Calibration Comparison Study

  1. Load the wine dataset from sklearn.datasets
  2. Train SVM, Random Forest, and Logistic Regression classifiers
  3. Compare their calibration curves before and after calibration
  4. Calculate Expected Calibration Error (ECE) for each method
  5. Analyze which models benefit most from calibration
  6. Apply calibrated probabilities to a cost-sensitive classification scenario

Expected Outcome: You'll understand how different models respond to calibration and when calibration provides the most benefit.


Builder's Insight

Probability calibration is often overlooked but crucial for reliable machine learning systems. Many practitioners focus on accuracy or AUC, but when probabilities matter—whether for medical diagnosis, financial risk assessment, or autonomous driving—calibration becomes paramount.

The key insight is that calibration is a post-processing step that can dramatically improve the reliability of your model's probability estimates without changing the underlying decision boundaries. It's like having a model that's great at ranking examples but terrible at quantifying uncertainty—calibration fixes the uncertainty quantification.

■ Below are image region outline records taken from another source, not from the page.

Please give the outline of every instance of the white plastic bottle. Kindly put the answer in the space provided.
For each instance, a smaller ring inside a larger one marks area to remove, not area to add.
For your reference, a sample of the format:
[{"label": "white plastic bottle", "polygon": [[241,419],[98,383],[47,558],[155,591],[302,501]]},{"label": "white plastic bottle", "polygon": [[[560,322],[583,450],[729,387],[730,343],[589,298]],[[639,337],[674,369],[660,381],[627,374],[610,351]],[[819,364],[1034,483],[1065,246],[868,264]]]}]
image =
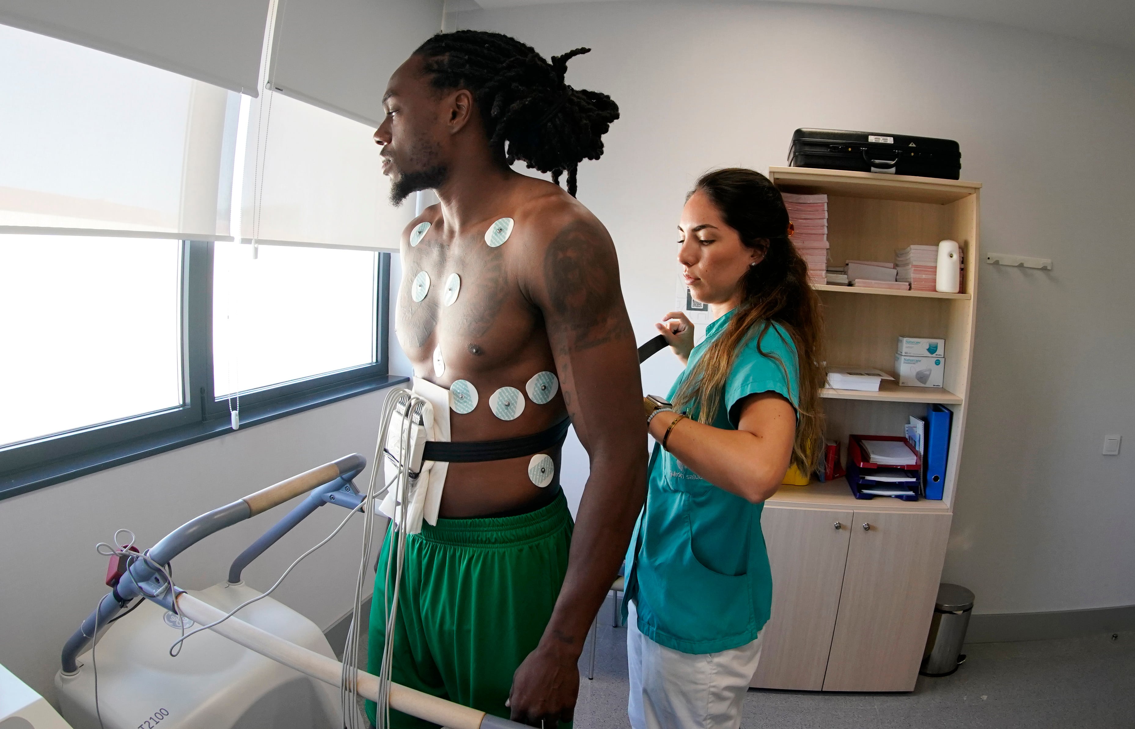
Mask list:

As you build more sophisticated ML systems, remember that well-calibrated probabilities enable better decision-making, more reliable uncertainty estimates, and more trustworthy AI systems. The difference between a model that "thinks" it has 90% confidence and one that actually has 90% accuracy can be the difference between success and failure in critical applications.